The PINK Commander!!

Monday, May 15, 2006

Callings Continued...

Another thing that's bothering me is the idea of a mentor. What is a mentor? Who decides which person in a relationship is the mentor? And isn't there a verse somewhere in that Bible thingy about older women teaching younger women? Does that really mean "older" or does it mean women that have experienced pieces of life that other women have not yet been through? Maybe we should all be mentoring each other. I think a problem common in women is not valuing or even being aware of the power we hold. There is a separation of "married w/chilren" and "not married w/out children" in women. I just assume that no single woman wants to hang out with me and my little rugrats. Why would she want to spend time with me while I corral kids and fold laundry and do dishes and make dinner? Then I remember that I was that girl who wanted nothing more than a woman to show me what to do. The most important woman in my aldult life was a woman who invited me to her house and made me feel like a part of it. The workings of the heart are as deep water, but a man of understanding will draw them out (roughly Prov. 20:5). Kim lived that in every area (as far as I know she still does but she's in VA so I don't go over to her house quite as often as I did). I think some people are better than others at drawing people's hearts out, but I also think it's wise for each of us to be trying. Some of my most spiritually awakening moments were sitting at her table chopping onions to use for dinner, while she chopped or stirred something and just talked with me. She had three kids that she homeschooled and took to soccer and ballet and she still made time for me and that was very powerful to me. I knew that I could call her for anything, anytime. I could just call and ask if I could come over for no good reason, there wasn't a crisis, but I knew I was always welcome and she never made me feel like a burden. She just incorporated me into her life, and I wasn't the only one. Anyway, back to one of the problems...we are never going to teach or mentor women who need us if we feel that we have nothing to offer, so we need to wake up to and become aware of all that we have to offer. We are all Spiritual mothers meant to be nurturing others' souls (not forgetting our own of course).

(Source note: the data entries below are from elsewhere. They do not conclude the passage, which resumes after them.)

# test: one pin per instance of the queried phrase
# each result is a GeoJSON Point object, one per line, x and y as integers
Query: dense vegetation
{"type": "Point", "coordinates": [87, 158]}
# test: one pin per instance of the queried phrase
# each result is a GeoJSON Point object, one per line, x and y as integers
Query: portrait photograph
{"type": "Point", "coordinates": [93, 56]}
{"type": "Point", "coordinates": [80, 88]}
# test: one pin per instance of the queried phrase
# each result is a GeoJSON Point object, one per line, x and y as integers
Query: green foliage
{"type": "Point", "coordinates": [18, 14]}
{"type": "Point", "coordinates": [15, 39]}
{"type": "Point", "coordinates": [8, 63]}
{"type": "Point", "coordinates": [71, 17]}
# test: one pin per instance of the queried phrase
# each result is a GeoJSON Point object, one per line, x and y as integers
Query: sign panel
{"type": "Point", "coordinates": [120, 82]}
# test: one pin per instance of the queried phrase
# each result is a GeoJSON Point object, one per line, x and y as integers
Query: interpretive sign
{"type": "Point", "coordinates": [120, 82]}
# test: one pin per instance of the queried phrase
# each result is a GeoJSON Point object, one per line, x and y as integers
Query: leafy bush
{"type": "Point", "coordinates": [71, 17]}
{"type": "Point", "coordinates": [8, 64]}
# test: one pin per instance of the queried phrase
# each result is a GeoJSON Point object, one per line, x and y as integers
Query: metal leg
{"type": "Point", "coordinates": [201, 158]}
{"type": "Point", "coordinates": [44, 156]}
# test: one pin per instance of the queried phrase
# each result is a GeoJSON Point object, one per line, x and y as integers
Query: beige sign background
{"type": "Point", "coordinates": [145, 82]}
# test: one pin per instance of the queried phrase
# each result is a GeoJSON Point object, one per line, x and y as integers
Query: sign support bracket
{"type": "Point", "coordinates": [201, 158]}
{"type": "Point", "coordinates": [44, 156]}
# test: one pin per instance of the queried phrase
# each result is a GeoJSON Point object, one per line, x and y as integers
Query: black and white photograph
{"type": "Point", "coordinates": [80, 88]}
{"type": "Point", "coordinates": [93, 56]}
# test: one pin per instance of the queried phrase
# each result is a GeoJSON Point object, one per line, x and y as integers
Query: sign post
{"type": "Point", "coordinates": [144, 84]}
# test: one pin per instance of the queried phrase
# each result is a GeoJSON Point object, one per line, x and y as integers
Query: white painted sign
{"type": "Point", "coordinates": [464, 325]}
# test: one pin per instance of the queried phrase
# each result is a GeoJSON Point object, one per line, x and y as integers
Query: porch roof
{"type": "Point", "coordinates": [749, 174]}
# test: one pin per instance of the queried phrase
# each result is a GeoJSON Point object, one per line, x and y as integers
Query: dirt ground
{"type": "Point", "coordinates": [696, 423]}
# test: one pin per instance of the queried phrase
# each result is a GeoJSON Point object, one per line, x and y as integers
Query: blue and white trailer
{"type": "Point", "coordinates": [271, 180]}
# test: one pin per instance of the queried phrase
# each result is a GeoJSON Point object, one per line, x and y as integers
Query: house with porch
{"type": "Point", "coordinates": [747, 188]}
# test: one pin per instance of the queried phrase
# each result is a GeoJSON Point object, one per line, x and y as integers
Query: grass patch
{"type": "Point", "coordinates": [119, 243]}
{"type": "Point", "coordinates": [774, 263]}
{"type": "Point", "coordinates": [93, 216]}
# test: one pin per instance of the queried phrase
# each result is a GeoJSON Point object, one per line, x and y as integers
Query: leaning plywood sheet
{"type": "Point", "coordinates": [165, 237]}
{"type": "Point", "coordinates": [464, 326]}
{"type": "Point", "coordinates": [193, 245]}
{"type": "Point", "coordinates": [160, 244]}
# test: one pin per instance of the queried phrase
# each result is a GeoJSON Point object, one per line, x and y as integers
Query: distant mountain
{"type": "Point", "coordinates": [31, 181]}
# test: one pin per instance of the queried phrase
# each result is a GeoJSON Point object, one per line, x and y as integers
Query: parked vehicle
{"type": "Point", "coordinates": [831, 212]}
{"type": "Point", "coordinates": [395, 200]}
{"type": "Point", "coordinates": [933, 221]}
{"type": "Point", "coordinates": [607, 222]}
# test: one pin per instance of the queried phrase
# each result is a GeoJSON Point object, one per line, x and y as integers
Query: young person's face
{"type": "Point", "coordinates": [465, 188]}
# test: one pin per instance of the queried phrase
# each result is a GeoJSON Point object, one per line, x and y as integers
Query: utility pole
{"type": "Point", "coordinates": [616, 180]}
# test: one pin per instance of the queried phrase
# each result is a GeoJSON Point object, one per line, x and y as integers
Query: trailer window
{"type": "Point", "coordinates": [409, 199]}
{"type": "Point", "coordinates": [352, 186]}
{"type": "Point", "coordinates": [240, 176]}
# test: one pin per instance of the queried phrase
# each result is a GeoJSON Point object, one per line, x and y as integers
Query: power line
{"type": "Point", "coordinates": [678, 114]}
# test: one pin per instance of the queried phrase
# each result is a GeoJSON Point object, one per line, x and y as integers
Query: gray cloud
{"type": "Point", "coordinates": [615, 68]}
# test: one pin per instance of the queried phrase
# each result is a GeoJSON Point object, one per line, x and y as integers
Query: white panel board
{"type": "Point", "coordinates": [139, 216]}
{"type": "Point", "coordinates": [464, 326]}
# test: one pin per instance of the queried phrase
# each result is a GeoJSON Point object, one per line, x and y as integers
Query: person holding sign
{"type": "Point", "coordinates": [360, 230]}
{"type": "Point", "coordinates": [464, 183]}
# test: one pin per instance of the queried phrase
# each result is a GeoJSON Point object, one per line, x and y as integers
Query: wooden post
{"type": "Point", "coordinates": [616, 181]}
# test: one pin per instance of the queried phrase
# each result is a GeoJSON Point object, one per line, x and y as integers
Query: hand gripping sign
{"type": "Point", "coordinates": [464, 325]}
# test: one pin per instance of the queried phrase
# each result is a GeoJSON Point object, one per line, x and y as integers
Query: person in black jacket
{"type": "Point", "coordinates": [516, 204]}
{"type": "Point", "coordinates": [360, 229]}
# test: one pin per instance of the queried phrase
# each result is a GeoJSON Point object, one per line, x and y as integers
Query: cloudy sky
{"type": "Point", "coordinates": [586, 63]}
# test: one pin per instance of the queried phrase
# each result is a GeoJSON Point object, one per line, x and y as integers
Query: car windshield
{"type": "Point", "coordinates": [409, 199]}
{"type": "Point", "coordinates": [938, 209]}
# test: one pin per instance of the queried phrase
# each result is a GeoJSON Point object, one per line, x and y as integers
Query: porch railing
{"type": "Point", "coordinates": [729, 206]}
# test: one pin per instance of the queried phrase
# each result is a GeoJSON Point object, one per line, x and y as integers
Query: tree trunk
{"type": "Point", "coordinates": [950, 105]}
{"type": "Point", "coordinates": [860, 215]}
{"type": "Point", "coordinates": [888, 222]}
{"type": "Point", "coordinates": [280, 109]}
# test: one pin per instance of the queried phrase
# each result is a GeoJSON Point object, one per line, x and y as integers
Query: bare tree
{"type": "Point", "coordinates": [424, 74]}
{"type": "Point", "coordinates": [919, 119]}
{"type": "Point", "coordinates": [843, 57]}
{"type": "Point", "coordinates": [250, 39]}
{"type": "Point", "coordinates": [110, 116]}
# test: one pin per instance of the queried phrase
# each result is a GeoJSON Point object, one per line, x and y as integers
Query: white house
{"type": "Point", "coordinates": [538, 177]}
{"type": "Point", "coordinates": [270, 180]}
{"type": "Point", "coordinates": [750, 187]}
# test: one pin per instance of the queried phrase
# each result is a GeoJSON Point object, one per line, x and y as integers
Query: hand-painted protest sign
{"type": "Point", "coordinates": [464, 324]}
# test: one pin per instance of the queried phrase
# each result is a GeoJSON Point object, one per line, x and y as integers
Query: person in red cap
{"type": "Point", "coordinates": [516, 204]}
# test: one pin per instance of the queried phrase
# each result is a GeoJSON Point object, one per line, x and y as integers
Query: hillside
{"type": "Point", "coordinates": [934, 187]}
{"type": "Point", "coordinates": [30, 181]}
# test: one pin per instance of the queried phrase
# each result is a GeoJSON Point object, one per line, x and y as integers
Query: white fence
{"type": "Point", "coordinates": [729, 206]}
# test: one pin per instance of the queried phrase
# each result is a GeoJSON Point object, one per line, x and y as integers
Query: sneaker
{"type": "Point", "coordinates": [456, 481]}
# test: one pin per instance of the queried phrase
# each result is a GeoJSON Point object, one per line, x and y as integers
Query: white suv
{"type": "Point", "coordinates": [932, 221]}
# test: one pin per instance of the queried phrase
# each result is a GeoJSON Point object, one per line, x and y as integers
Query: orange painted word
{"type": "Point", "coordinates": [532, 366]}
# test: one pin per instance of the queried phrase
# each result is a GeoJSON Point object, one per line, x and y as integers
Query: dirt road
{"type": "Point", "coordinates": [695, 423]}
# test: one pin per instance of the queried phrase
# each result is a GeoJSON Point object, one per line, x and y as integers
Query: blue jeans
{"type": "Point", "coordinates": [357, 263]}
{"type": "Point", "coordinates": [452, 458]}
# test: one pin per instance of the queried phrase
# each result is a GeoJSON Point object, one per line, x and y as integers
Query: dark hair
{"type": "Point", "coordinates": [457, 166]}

Today I am thankful for my mind, which God has been working in all night and all morning, so far.

2 Comments:

  • At 2:37 PM, Blogger LiteratureLover said…

    Thank you for this post. You know, I think about those things too and I am always hesitant to bring people into my everyday life for some reason. But, when I've done it, they've always been so appreciative and we've helped each other in so many ways. Thanks for reminding me to invite people into my life. I wonder why that's so difficult to remember? Maybe it's because we're waiting to be the "perfect example" which, ironically, will never happen. Great thoughts. Keep 'em coming!

     
  • At 12:36 AM, Blogger SuperMom said…

    i read these posts monday morning, but was so blown away by all your thoughts - i didn't want to write until i could process it a bit. get this thru your little thick head girl, i believe in you. a good man always has a great woman with him, keeping him from harm and boredom. you are a leader who serves, and a kind and graceful woman who knows how to kick some ass when needed.